America also has more than 250 billion tons of recoverable coal reserves. This is the equivalent of 800 billion barrels of oil, or more than three times Saudi Arabia’s proven oil reserves. We should be researching for ways to make this energy source cleaner and more efficient. The president’s spending proposal, however, zeroes out funding for the Clean Coal Project Initiative, and rather focuses all coal research on carbon capture and sequestration (CCS). CCS technologies are promising, but in hearings in the Science and Technology Committee, we learned that scalable demonstration of these technologies remains a long way off. We need to make the coal we’re burning now cleaner and more efficient, so we can take advantage of our vast supplies, but the president’s budget ignores such near-term energy security needs.
The administration also proposes to cut all funding for natural gas research, including the Ultra-deep Program, which I helped pass several years ago. The program is designed to develop technologies to drill in ultra-deep areas of the Gulf of Mexico and unconventional onshore regions. The strongest supporters of the program are universities and small independent producers — not big oil. It has demonstrated its value by helping to drive discovery of numerous shale plays, pushing natural gas reserves to record levels. And the best part is the program pays for itself through funding from royalty revenues.
Finally, the president’s budget continues to assume that cap-and-trade legislation will overcome significant hurdles to become law. National polls show that only around 30 percent of Americans currently support a cap-and-trade policy in the U.S. My constituents, like many Americans, understand that the proposal to ration energy through an arbitrary price on carbon is inherently a tax on energy that will push manufacturing jobs overseas and ultimately raise energy costs for all Americans.

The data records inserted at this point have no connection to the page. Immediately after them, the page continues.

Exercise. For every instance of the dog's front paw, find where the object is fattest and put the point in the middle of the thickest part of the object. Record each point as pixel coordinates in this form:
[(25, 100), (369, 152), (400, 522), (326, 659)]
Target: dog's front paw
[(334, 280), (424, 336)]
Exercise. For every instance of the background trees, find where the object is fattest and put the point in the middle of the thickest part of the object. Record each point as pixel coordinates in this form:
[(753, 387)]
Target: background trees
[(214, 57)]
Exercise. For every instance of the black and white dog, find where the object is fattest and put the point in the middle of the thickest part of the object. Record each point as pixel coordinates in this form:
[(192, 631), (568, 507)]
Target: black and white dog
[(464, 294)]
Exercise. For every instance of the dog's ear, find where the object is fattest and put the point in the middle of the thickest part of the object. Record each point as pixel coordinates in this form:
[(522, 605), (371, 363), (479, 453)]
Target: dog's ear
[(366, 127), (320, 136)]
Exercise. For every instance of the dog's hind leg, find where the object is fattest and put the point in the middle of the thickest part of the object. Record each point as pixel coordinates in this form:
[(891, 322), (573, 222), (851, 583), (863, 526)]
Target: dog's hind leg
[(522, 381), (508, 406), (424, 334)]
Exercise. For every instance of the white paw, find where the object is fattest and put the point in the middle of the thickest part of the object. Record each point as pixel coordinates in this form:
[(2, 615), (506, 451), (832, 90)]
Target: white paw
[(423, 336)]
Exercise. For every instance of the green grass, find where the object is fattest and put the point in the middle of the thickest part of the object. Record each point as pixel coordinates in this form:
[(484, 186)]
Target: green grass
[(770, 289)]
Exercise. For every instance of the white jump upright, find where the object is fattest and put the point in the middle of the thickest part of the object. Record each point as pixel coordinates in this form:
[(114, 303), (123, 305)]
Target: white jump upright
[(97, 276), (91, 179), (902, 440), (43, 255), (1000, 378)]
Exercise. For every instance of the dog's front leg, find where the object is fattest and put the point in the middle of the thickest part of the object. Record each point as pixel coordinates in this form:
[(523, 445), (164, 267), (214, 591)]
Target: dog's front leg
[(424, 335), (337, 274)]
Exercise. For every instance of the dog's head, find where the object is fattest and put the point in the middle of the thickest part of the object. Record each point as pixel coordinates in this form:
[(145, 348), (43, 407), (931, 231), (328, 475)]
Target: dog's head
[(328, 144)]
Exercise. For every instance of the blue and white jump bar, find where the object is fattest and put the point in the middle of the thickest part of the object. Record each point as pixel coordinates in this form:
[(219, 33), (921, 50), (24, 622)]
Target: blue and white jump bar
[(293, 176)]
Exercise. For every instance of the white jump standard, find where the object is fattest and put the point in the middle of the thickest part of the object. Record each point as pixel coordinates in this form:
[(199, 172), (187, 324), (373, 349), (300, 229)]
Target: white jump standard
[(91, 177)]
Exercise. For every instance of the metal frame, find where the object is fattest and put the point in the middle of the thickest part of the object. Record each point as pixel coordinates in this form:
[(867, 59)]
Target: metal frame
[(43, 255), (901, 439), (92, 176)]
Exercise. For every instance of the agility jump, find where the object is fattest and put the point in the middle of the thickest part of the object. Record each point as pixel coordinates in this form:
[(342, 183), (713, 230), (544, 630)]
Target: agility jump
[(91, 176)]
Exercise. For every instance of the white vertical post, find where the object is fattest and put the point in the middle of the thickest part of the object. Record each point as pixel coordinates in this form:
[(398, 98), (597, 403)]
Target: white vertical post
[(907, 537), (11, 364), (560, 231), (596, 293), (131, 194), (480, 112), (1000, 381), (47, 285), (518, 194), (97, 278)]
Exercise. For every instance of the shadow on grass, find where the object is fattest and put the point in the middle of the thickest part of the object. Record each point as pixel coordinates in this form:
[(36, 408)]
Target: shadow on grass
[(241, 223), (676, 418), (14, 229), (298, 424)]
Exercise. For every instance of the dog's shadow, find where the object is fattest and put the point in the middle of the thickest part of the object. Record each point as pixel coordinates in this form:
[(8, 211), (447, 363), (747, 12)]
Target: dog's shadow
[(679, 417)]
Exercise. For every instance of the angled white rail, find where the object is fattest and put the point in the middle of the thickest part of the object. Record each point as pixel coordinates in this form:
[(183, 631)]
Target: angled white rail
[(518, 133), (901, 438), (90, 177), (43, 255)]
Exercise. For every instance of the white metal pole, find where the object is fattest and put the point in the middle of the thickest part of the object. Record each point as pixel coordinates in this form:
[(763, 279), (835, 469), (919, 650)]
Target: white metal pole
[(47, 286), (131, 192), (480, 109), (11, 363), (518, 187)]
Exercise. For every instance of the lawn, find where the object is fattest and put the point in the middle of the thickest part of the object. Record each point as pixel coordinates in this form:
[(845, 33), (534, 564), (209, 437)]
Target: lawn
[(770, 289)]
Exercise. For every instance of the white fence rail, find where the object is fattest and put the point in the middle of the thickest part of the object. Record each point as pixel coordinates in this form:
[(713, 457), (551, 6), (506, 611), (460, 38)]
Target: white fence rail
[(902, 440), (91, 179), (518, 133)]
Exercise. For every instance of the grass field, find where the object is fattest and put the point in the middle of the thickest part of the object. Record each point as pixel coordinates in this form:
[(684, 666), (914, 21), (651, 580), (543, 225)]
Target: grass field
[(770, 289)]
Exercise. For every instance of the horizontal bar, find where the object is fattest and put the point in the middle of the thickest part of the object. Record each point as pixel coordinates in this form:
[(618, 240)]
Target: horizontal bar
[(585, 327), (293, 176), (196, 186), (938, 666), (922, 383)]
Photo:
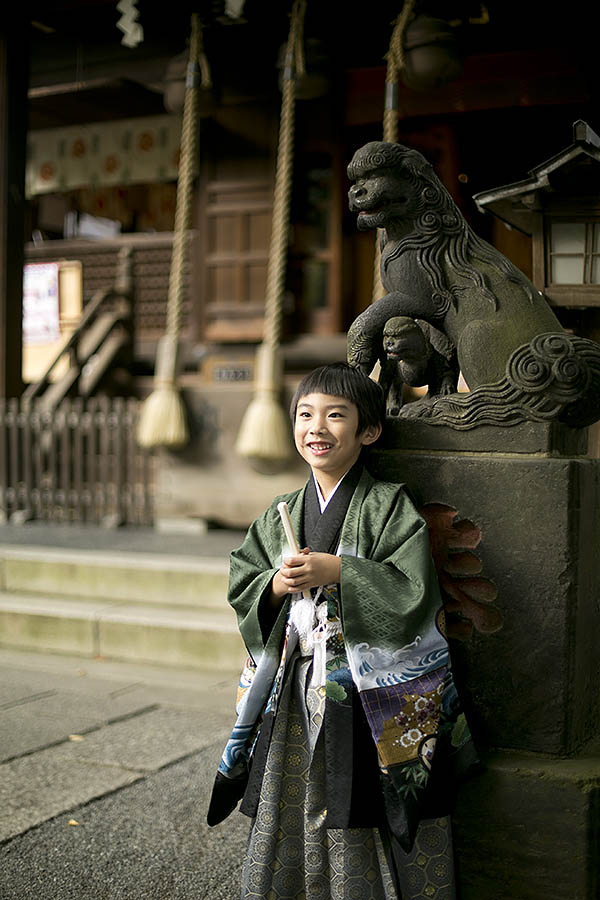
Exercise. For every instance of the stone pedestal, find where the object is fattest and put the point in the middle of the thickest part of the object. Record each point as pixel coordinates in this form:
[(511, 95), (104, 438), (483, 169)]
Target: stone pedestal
[(528, 827)]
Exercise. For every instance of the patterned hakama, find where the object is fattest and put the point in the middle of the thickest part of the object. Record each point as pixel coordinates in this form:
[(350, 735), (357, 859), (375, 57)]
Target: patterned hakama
[(291, 855)]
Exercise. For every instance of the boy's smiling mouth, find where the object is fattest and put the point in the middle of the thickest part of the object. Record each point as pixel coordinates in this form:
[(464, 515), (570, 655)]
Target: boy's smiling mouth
[(319, 446)]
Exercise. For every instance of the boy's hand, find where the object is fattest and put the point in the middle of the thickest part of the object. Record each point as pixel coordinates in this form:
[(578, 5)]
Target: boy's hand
[(305, 571)]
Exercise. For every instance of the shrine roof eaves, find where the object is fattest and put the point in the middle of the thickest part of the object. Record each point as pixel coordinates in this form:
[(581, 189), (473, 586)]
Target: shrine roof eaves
[(513, 202)]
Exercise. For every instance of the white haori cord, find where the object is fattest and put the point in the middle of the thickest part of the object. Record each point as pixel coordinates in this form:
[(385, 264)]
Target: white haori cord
[(309, 618)]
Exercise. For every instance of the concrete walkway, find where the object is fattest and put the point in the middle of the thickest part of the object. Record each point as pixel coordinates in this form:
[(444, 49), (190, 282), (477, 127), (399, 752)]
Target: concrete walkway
[(218, 542), (105, 774)]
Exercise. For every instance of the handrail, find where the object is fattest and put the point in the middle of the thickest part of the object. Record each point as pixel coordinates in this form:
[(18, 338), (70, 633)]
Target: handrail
[(121, 290)]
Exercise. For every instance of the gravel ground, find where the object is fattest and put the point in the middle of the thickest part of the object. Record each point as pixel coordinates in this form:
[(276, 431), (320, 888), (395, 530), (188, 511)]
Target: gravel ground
[(148, 841)]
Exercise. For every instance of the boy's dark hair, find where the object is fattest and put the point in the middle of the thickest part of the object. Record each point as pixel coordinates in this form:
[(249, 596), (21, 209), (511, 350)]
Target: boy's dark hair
[(342, 380)]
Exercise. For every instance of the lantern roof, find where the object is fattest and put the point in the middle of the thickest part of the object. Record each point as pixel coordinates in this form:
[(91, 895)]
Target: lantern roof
[(572, 172)]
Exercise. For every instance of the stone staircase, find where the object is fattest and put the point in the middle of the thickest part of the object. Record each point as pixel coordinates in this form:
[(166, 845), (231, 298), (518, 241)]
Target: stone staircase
[(156, 608)]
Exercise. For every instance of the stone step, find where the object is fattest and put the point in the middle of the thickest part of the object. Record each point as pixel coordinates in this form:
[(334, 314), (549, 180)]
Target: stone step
[(176, 635), (130, 577)]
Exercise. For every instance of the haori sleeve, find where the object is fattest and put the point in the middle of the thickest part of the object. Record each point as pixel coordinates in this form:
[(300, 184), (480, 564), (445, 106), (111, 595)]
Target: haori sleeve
[(389, 590), (251, 570)]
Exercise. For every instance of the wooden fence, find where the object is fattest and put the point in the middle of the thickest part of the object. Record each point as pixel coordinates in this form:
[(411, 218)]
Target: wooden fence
[(78, 463)]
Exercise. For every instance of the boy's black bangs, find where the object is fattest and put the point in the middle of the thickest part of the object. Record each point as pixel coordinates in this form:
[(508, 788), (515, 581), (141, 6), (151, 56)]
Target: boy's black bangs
[(343, 380)]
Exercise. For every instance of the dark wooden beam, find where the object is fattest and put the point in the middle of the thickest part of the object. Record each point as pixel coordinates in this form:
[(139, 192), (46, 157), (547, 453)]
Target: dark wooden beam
[(13, 132)]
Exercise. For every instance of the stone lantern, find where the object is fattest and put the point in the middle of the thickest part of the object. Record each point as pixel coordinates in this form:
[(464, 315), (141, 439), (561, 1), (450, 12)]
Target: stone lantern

The one bright spot in the president’s energy budget is a renewed commitment to advancing safe, reliable, clean, and affordable nuclear energy, but the abrupt termination of Yucca Mountain as a nuclear storage site raises many questions about how we will deal with nuclear waste.
We need an all-of-the-above, common-sense approach to energy that encourages research and development and alternative forms of energy, while recognizing and allowing for the continued contributions and importance of traditional energy sources. In multiple speeches over recent weeks, the president and his team have charged that Republicans are not offering up solutions to the nation’s problems. When it comes to energy security, our solution couldn’t be clearer: all of the above! If the president would join us in this effort, he would be one step closer to meeting his goal of energy independence.
Hall is the ranking member of the House Science and Technology Committee.